Proposed Solution: Cross-Data-Type 1-D CNN (CDT 1-D CNN) To address these challenges, a novel architecture called Cross-Data-Type 1-D CNN (CDT 1-D CNN) is proposed. This architecture organizes input data into 2-D frames but employs only 1-D convolutional kernels that scan along the x-axis (time).
Input Organization: Data is structured in a way that preserves temporal relationships while allowing for distinct data types to be processed effectively.
Convolutional Layers: The model utilizes one-dimensional kernels that focus on temporal patterns without mixing different types of financial data.
Max-Pooling Layers: After each convolutional layer, a max-pooling layer reduces the x-axis dimension of the feature maps, helping to distill important features and mitigate overfitting.
This approach aims to leverage the strengths of CNNs while addressing the specific needs of financial data analysis, potentially improving prediction accuracy in financial markets.

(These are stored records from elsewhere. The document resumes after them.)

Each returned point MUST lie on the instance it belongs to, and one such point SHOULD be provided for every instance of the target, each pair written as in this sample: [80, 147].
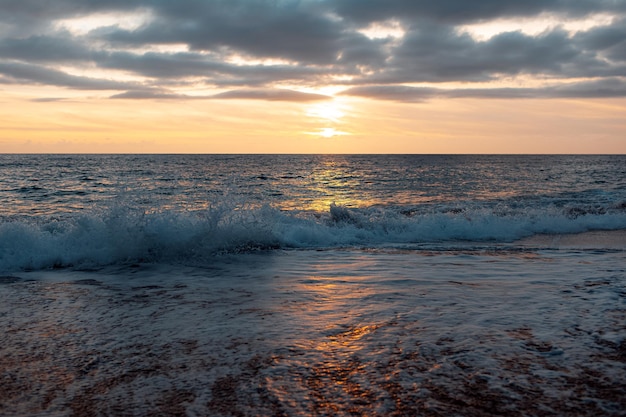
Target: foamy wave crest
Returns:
[125, 234]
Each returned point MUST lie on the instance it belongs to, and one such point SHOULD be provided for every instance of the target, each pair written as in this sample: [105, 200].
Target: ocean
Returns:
[297, 285]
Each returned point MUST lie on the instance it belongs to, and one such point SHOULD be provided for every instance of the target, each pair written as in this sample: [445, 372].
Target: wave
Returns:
[125, 234]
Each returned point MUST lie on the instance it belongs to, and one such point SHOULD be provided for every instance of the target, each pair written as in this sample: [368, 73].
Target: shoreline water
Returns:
[341, 332]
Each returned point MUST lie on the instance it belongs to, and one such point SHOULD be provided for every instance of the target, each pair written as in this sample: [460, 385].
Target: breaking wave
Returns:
[126, 234]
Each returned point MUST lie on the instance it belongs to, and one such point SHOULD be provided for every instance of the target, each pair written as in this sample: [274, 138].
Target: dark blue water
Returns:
[102, 209]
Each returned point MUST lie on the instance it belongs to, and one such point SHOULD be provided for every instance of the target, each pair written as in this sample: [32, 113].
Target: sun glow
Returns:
[329, 111]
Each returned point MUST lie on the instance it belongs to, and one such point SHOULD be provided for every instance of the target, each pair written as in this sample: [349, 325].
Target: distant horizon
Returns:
[313, 77]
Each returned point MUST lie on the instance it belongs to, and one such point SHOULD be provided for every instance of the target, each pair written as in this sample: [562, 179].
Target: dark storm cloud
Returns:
[311, 42]
[436, 53]
[464, 11]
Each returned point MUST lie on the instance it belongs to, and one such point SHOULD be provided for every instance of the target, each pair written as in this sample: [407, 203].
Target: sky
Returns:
[313, 76]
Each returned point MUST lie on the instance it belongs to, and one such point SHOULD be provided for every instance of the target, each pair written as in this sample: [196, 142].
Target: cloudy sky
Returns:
[322, 76]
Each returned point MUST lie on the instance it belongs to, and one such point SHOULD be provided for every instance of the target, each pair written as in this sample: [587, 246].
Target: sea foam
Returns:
[125, 234]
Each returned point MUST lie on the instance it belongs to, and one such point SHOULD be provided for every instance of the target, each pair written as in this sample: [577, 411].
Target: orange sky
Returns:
[117, 86]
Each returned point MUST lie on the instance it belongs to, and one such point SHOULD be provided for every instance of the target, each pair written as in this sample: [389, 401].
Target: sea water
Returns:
[312, 285]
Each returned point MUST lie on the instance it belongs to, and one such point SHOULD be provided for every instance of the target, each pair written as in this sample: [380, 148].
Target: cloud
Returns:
[245, 94]
[462, 11]
[22, 73]
[272, 95]
[149, 94]
[252, 46]
[605, 88]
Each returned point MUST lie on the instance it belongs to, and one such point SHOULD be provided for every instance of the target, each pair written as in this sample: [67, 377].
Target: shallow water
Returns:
[534, 331]
[264, 285]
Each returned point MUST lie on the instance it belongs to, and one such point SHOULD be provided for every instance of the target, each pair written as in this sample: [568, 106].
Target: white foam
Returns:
[124, 234]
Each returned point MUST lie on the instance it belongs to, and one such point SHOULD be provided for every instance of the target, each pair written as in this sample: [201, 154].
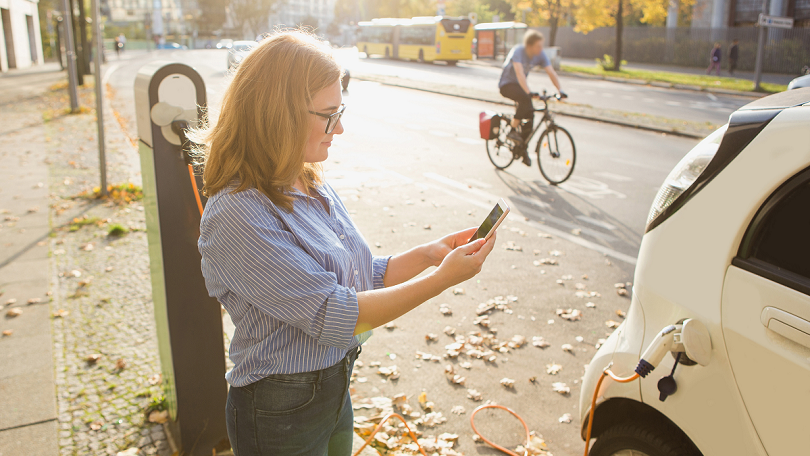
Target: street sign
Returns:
[775, 21]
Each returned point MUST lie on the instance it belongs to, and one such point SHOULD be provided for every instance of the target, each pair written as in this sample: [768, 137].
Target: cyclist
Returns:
[513, 85]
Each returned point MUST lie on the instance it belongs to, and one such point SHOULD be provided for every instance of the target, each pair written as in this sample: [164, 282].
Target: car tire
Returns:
[640, 439]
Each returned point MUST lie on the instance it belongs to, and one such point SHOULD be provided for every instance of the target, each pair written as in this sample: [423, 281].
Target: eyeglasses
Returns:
[332, 119]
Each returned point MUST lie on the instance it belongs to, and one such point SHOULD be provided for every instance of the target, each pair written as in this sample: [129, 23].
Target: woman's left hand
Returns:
[439, 248]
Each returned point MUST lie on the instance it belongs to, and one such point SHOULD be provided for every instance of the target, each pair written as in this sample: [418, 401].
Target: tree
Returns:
[253, 14]
[544, 12]
[592, 14]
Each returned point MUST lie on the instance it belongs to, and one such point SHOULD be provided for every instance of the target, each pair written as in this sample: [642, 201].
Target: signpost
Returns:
[772, 22]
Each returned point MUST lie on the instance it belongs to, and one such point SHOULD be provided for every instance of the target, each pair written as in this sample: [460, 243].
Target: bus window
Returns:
[418, 34]
[455, 25]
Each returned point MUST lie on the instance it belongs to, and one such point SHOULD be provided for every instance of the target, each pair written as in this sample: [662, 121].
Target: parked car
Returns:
[238, 51]
[224, 44]
[727, 244]
[171, 45]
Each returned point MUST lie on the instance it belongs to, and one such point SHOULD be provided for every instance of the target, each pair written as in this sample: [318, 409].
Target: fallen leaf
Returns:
[560, 387]
[458, 410]
[159, 417]
[14, 312]
[508, 383]
[92, 359]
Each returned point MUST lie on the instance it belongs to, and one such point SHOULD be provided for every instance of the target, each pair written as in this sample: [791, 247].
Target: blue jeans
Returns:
[309, 413]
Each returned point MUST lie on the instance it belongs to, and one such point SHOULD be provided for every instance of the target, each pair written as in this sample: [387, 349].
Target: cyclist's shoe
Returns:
[526, 159]
[515, 136]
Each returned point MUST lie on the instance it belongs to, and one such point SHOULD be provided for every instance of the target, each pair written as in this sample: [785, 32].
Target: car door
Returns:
[766, 318]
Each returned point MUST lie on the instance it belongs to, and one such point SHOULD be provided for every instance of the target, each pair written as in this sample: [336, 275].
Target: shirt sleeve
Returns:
[245, 250]
[542, 59]
[379, 264]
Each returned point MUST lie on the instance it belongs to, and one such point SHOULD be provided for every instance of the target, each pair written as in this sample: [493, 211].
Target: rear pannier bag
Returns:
[489, 125]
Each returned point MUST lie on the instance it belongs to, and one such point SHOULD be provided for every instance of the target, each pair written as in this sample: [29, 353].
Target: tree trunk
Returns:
[554, 22]
[617, 59]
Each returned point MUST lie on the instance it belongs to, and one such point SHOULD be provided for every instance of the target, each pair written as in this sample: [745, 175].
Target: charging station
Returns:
[168, 97]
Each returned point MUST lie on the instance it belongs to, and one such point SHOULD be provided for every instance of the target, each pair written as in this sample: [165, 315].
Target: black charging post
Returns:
[188, 321]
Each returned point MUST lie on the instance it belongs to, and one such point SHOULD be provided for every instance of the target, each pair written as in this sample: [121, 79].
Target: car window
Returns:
[782, 238]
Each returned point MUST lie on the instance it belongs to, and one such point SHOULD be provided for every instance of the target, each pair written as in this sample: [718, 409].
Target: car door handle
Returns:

The CDT 1-D CNN model presents several advantages for extracting profitable patterns in financial trading compared to traditional technical analysis. Here are the key arguments supporting its superiority:
- Nonlinear Representation: The CDT 1-D CNN model operates as a nonlinear variant of technical analysis. Traditional technical indicators rely on predefined mathematical formulas based on historical price and volume data. In contrast, the convolutional and fully connected layers of the CDT model can approximate these indicators without being limited by fixed coefficients.
-
Autonomous Training: Unlike traditional methods where coefficients (like
$\alpha$ ,$n$ ,$a$ , and$b$ ) are set by users and remain static, the CDT model employs deep learning techniques that allow for the training of parameters through algorithms such as backpropagation. This flexibility enables the model to learn from the joint distribution of training data rather than relying solely on user experience. - Dynamic Coefficient Adjustment: The inability of traditional indicators to adjust their coefficients during training can lead to biases and overfitting. The CDT 1-D CNN’s ability to train its parameters dynamically allows it to adapt to changing market conditions, thereby potentially enhancing prediction accuracy and profitability.
In summary, the CDT 1-D CNN model's capacity for nonlinear representation, autonomous training, and dynamic coefficient adjustment positions it as a more effective tool for pattern extraction in financial trading compared to conventional technical analysis methods.